In 2008, during the year’s Great Recession, a highly risk-reluctant banking division and a strong and powerful regulatory propensities have relatively protected Canadians from the downturn. However, after 10 years, they can be relatively seen to be on the edge of financial crisis. And they refer to it as the 2018 Canadian housing bubble.

Due to the expansion of subprime lending, plus the skyrocketing combinations of debts and house prices, many experts believe that the housing market of Canada is near to an outbreak. As as professionals describe it, this situation could actually be even worse than the historical 6 years of recessionary period in the United States from 2006 to year 2012.

All the news of the Real Estate industry of Canada can’t help but talk about the worrying signs seen in consumer sentiments. And over the last 5 years, google trend for the search term “2018 housing crash” has hiked up a lot.

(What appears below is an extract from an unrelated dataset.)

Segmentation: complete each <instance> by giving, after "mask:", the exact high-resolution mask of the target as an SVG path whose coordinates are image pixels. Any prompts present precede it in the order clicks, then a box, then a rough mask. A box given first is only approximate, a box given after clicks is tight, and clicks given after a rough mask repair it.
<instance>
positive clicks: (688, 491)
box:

It all began as a housing boom with low interest rates, strong immigration, and foreign and global investments. However, for the past 5 years, the market outputs of the Real Estate industry have outrun the basics and the fundamentals.

And even though in the recent years, Canada-based lenders have decided to loosen up in the reviews and requirements for taking loans, a lot of millenials are still not buying their houses and properties.

Canada is known to have the largest number of debtors and has the highest debt levels in the world. When compared to other countries, Canadian citizens are really put into jittery grounds.

The factor to consider that makes the Canadian real estate market a different specie from US is the interest rate. While US can lock in their interest rate in the market for 15 to 30 years, Canadian lending doesn’t work that way.

Canadian housing markets resets the interest rate every 5 years. And the reset is based on current market rate. And sometime next year, 50% of the active homeowners in the country are on to a “reset”.

However, the Bank of Canada assured the public that they are only expecting a little increase during this “reset”. But due to the high levels of debt of most Canadian citizens, even a small increase can put them at risk by default.